Proxy access gives shareholders the right to nominate a few of their own directors to their companies' boards. As strongly opposed as many business interests are, that's it: It's simply the right to nominate candidates, who would still be subject to an overall shareholder vote.

As it stands now, most directors are nominated by the companies themselves, and companies and their lobbyists have worked hard to keep it that way. When one thinks about all the problems that can be caused by managements who care only for their own self-interest, often enabled by entrenched, complacent boards, you can see why there are some logic problems with that policy.

A situation at Whole Foods Market ignited fresh controversy about proxy access a few short months ago -- and as the topic gained momentum, a few big companies have been making changes in favor of this shareholder-friendly policy.

Giving shareholders the right to vote
Whole Foods Market had moved to exclude a shareholder proposal from James McRitchie on the company's proxy ballot this year. McRitchie had proposed that a group of up to 20 shareholders owning 3% of the company's shares for a three-year period should have the right to nominate their own director candidates.

Whole Foods' argument was that the proposal conflicted with its own on the same topic, which had far more onerous requirements. The company's proposal originally called for a single shareholder to hold a whopping 9% of the company's shares for five years before gaining the right to nominate potential candidates.

Even if you feel completely comfortable with the quality of Whole Foods' leadership (and personally, I do), that policy and the precedent it was setting for companies overall was the rub.

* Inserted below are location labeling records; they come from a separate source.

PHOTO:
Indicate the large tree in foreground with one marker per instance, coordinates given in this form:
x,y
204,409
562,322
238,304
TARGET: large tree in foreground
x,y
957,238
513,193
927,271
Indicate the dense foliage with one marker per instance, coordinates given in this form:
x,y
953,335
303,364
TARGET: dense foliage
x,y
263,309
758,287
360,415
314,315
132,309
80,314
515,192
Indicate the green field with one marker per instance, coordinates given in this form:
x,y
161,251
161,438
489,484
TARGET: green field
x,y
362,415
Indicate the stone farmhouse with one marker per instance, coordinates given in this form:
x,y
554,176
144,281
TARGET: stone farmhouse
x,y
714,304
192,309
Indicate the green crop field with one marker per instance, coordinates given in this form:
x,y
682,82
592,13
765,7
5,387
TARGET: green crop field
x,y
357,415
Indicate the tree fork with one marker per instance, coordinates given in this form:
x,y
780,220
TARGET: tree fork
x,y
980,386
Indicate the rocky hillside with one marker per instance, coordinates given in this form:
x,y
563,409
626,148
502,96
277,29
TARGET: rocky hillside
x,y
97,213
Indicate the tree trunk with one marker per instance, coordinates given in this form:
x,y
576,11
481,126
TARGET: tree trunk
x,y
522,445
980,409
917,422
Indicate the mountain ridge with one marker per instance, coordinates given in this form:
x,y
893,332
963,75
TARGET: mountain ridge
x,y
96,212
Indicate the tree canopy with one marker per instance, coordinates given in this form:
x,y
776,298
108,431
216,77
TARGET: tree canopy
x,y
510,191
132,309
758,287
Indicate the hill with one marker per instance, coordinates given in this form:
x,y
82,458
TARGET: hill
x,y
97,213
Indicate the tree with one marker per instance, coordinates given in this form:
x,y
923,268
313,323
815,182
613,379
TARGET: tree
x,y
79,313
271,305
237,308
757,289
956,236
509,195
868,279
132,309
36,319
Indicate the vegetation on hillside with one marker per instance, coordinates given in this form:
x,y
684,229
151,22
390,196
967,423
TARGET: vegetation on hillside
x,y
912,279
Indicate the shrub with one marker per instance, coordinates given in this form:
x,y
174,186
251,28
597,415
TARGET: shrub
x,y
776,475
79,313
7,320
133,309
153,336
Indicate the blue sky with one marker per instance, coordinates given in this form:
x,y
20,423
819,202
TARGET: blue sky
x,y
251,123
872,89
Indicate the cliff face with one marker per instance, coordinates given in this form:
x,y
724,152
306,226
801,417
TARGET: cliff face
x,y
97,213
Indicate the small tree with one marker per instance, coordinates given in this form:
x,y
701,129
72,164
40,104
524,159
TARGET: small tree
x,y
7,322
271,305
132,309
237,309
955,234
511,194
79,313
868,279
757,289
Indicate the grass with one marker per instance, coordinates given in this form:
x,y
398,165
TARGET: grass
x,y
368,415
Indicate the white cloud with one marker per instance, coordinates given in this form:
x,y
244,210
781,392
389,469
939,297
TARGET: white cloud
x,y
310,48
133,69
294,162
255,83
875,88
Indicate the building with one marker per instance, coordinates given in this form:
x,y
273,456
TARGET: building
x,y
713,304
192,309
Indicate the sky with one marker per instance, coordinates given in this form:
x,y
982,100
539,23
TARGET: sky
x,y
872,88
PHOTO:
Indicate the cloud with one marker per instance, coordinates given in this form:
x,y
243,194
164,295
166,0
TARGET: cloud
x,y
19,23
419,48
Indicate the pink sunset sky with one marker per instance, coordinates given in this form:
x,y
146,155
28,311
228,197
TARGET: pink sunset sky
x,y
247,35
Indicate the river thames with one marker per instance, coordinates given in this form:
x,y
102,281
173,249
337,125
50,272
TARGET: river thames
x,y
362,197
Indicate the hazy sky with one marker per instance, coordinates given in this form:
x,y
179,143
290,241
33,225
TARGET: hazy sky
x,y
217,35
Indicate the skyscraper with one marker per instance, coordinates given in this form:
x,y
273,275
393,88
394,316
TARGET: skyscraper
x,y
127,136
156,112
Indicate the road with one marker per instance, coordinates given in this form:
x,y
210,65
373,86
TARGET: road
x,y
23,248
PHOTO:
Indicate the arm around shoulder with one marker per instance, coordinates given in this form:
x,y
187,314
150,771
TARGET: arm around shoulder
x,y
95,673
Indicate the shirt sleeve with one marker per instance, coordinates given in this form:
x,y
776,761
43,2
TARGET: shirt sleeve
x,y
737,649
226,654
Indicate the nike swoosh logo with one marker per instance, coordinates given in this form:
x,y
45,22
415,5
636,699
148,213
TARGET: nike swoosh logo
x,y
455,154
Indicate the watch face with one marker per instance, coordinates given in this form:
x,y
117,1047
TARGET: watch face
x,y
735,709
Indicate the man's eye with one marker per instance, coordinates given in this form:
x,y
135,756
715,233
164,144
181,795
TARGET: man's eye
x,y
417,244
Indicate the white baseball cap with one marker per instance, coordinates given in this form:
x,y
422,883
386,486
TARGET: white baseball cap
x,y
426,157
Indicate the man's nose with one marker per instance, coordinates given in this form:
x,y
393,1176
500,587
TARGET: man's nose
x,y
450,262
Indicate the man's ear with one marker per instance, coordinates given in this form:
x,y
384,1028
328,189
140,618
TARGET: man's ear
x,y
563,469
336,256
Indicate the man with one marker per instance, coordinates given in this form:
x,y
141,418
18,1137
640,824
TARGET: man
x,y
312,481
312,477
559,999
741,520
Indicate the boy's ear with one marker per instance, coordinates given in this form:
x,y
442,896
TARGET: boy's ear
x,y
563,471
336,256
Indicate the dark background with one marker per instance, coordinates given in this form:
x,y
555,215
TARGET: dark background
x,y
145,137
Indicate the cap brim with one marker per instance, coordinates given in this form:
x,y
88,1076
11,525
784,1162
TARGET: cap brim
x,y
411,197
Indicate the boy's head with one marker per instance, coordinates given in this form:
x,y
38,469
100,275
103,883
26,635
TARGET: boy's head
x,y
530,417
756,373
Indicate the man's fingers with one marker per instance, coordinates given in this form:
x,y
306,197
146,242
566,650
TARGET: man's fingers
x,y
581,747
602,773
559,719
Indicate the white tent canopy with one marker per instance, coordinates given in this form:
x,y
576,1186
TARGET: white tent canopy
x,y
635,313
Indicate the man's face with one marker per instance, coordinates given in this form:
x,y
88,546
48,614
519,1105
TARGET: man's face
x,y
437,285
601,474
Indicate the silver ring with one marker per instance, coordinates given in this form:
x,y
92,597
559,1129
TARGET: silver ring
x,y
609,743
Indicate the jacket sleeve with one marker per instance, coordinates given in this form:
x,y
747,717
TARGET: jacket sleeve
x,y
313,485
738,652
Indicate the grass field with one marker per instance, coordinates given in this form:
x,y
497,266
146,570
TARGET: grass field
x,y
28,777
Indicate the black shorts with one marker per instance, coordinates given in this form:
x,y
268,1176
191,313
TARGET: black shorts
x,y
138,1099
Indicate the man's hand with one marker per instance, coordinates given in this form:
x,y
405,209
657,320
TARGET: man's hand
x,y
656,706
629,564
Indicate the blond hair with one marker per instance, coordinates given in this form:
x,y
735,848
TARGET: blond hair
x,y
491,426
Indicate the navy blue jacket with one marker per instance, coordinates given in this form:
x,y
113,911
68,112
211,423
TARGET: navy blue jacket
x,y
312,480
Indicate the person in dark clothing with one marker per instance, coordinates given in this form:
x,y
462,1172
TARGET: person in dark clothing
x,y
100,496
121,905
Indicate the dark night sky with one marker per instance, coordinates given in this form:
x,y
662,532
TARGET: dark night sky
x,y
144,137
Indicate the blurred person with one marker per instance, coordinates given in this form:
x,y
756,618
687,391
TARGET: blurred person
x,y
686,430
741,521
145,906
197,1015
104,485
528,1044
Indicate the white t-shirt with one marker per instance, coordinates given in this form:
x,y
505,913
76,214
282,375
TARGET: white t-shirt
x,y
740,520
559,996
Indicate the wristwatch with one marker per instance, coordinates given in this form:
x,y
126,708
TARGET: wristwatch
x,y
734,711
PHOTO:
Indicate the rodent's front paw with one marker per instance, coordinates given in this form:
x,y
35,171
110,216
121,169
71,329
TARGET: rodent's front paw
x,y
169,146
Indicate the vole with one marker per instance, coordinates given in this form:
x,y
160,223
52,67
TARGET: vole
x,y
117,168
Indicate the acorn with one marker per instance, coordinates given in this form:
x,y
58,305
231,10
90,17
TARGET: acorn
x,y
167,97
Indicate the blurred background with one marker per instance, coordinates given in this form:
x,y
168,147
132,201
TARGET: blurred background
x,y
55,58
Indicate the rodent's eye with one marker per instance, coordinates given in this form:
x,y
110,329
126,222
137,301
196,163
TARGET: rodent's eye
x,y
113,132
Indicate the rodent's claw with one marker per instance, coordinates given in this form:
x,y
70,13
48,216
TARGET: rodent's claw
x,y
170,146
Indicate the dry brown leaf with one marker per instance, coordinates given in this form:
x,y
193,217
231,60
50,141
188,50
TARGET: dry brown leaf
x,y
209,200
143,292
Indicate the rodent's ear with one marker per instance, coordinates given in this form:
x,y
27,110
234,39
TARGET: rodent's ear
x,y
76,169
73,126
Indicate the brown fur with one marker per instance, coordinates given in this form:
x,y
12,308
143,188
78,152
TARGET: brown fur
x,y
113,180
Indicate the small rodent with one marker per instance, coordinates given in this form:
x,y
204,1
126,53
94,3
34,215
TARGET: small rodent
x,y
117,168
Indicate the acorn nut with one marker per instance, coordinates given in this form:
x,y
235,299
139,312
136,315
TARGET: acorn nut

Just for starters, when it looked as if the Securities & Exchange Commission would allow the exclusion on that grounds, about two dozen other companies began scrambling to use the same tact to keep that type of shareholder proposal off their ballots.

Then, the SEC stepped aside, retracting its previous stand that it was OK to exclude shareholder proposals due to such proposal "conflicts." By having no opinion, the SEC basically put the proposals back on the table and back in the proxy statements.

On Feb. 13, Whole Foods released an SEC filing announcing the postponement of its annual meeting as it considers its alternatives given the matter.

Slam dance
It's been an interesting several months since, as shareholders, business interests, and shareholder advocates and advisers chimed in on the topic.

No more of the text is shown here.